The FSB plans to clarify the interpretation of what constitutes an intermediary service for which commission is payable. The guiding principle should be that an intermediary should not be remunerated twice for providing the same service, Dixon says.
In other words, an intermediary cannot charge you a fee for something that falls within the definition of intermediary services for which a commission is already paid.
“Of course, the intermediary who forgoes commission may negotiate a fee with the client.”
Dixon says the commission is, at least in part, a means of compensating the intermediary for providing an ongoing service to a policyholder while the policy remains in existence.
At the risk of sounding like a stuck record I need to reiterate that there needs to be a clear distinction between remuneration for advice and that payable for intermediary services. If my doctor declares me fully fit and healthy, and I get hit by a truck a week later, can I then claim back my payment to him?

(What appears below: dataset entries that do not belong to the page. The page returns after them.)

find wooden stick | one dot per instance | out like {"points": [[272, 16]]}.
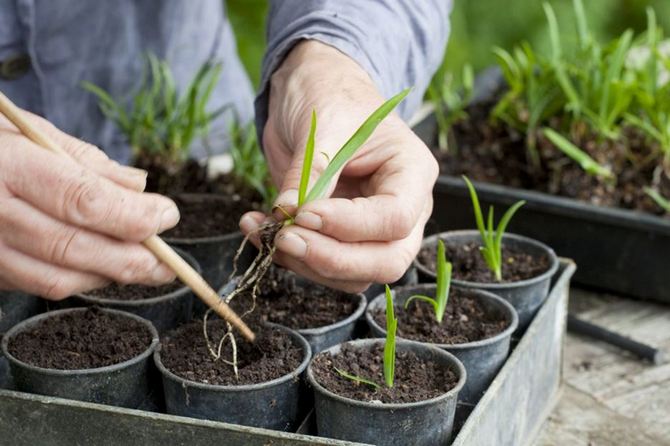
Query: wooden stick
{"points": [[155, 244]]}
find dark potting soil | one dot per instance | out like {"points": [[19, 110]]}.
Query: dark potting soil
{"points": [[415, 379], [284, 301], [81, 340], [495, 153], [274, 354], [465, 320], [210, 215], [469, 264], [135, 292]]}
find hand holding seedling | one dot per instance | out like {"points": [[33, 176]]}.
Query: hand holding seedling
{"points": [[70, 224], [370, 227]]}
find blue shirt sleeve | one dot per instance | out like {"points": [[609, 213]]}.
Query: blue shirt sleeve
{"points": [[400, 43]]}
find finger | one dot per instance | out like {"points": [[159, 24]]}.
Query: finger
{"points": [[43, 237], [90, 156], [73, 194], [49, 281], [398, 194]]}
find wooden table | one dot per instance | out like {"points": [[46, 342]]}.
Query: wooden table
{"points": [[609, 397]]}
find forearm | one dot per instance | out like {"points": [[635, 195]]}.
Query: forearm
{"points": [[398, 43]]}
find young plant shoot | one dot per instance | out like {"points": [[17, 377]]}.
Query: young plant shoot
{"points": [[491, 237], [439, 303], [389, 349]]}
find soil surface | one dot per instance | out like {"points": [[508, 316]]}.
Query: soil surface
{"points": [[492, 152], [274, 354], [465, 320], [469, 264], [82, 340], [210, 215], [415, 379], [134, 292], [282, 300]]}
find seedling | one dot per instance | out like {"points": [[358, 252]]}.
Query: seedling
{"points": [[439, 303], [491, 238], [389, 349]]}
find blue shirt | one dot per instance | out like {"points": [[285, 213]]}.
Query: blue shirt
{"points": [[399, 42]]}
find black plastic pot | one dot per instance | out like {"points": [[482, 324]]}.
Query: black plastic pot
{"points": [[526, 296], [611, 246], [422, 423], [482, 359], [214, 254], [16, 306], [271, 405], [165, 312], [125, 384], [321, 338]]}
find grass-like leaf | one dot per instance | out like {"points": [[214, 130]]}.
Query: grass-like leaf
{"points": [[389, 345], [491, 248], [443, 273], [352, 145], [307, 162], [587, 163], [357, 379]]}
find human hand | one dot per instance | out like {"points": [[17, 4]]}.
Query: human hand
{"points": [[71, 224], [371, 227]]}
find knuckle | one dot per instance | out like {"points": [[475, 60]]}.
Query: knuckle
{"points": [[83, 200]]}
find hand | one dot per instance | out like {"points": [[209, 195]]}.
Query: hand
{"points": [[70, 224], [371, 227]]}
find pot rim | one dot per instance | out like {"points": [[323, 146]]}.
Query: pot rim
{"points": [[307, 356], [311, 379], [490, 286], [104, 302], [513, 316], [23, 325], [207, 239]]}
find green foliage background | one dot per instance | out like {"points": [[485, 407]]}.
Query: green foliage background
{"points": [[477, 26]]}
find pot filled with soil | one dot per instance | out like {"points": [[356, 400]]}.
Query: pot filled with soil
{"points": [[166, 306], [476, 327], [200, 381], [418, 409], [16, 306], [323, 316], [527, 268], [88, 354]]}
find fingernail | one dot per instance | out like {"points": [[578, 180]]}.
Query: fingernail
{"points": [[291, 244], [288, 198], [162, 274], [309, 220], [247, 224], [169, 218]]}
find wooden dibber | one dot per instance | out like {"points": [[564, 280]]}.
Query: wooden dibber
{"points": [[155, 244]]}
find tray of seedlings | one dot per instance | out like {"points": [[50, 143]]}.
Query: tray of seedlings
{"points": [[472, 354], [580, 133]]}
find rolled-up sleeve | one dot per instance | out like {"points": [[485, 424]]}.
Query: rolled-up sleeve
{"points": [[400, 43]]}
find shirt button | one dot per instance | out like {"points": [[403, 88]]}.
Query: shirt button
{"points": [[14, 67]]}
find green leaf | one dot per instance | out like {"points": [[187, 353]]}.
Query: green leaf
{"points": [[357, 379], [307, 162], [352, 145], [576, 154], [443, 282], [389, 345]]}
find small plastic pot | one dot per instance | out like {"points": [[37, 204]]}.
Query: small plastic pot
{"points": [[526, 296], [16, 306], [482, 359], [165, 312], [125, 384], [272, 405], [215, 253], [321, 338], [421, 423]]}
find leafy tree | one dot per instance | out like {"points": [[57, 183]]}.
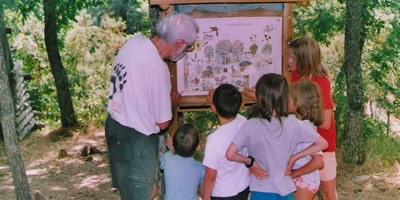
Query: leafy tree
{"points": [[325, 21], [68, 117], [7, 120], [354, 148]]}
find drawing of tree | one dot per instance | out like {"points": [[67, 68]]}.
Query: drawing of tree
{"points": [[223, 51], [237, 49], [253, 49], [209, 53], [267, 49]]}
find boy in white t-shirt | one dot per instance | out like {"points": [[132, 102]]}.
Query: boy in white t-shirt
{"points": [[225, 179]]}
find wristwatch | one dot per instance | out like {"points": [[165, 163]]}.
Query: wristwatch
{"points": [[250, 164]]}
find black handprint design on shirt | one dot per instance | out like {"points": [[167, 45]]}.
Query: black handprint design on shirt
{"points": [[118, 79]]}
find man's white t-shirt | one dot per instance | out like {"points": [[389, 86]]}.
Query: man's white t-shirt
{"points": [[232, 177], [140, 87]]}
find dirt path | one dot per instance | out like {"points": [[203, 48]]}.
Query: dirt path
{"points": [[76, 177]]}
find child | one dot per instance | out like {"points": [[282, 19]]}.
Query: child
{"points": [[271, 136], [305, 103], [225, 179], [304, 60], [183, 174]]}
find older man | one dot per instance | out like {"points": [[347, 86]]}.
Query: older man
{"points": [[140, 103]]}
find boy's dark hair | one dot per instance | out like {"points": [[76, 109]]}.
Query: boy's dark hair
{"points": [[186, 139], [272, 94], [227, 100]]}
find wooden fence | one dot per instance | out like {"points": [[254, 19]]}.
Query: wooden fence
{"points": [[24, 115]]}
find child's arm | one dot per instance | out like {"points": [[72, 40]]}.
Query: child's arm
{"points": [[319, 145], [317, 162], [233, 154], [209, 182], [327, 114], [170, 145]]}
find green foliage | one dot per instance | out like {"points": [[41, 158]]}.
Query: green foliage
{"points": [[321, 20], [66, 10], [88, 56], [380, 146], [90, 52]]}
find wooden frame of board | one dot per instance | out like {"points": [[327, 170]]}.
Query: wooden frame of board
{"points": [[200, 103]]}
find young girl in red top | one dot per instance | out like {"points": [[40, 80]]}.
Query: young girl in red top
{"points": [[305, 62]]}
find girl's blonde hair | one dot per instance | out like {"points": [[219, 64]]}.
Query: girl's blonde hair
{"points": [[308, 57], [306, 97], [272, 94]]}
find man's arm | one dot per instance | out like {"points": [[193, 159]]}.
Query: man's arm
{"points": [[209, 182]]}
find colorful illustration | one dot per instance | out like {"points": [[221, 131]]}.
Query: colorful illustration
{"points": [[236, 50]]}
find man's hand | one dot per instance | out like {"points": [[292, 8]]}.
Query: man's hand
{"points": [[210, 95], [258, 172], [175, 99]]}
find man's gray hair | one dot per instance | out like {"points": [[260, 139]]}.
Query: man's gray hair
{"points": [[178, 27]]}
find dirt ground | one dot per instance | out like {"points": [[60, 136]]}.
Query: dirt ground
{"points": [[73, 176]]}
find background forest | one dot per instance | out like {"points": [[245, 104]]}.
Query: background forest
{"points": [[91, 32]]}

This debate is far from over. I hear that the whole issue of the status of an independent advisor is again under discussion. This proposal suggests that if you receive commission you may not call yourself independent; only if you are paid a fee directly by the client may you call yourself independent.
We are going to have to be a lot more proactive if we want to counter what is happening in terms of our livelihoods. The burning question is how?
Having a formal agreement drawn up may be the start of protecting ourselves, and also pave the way for negotiating fees in time.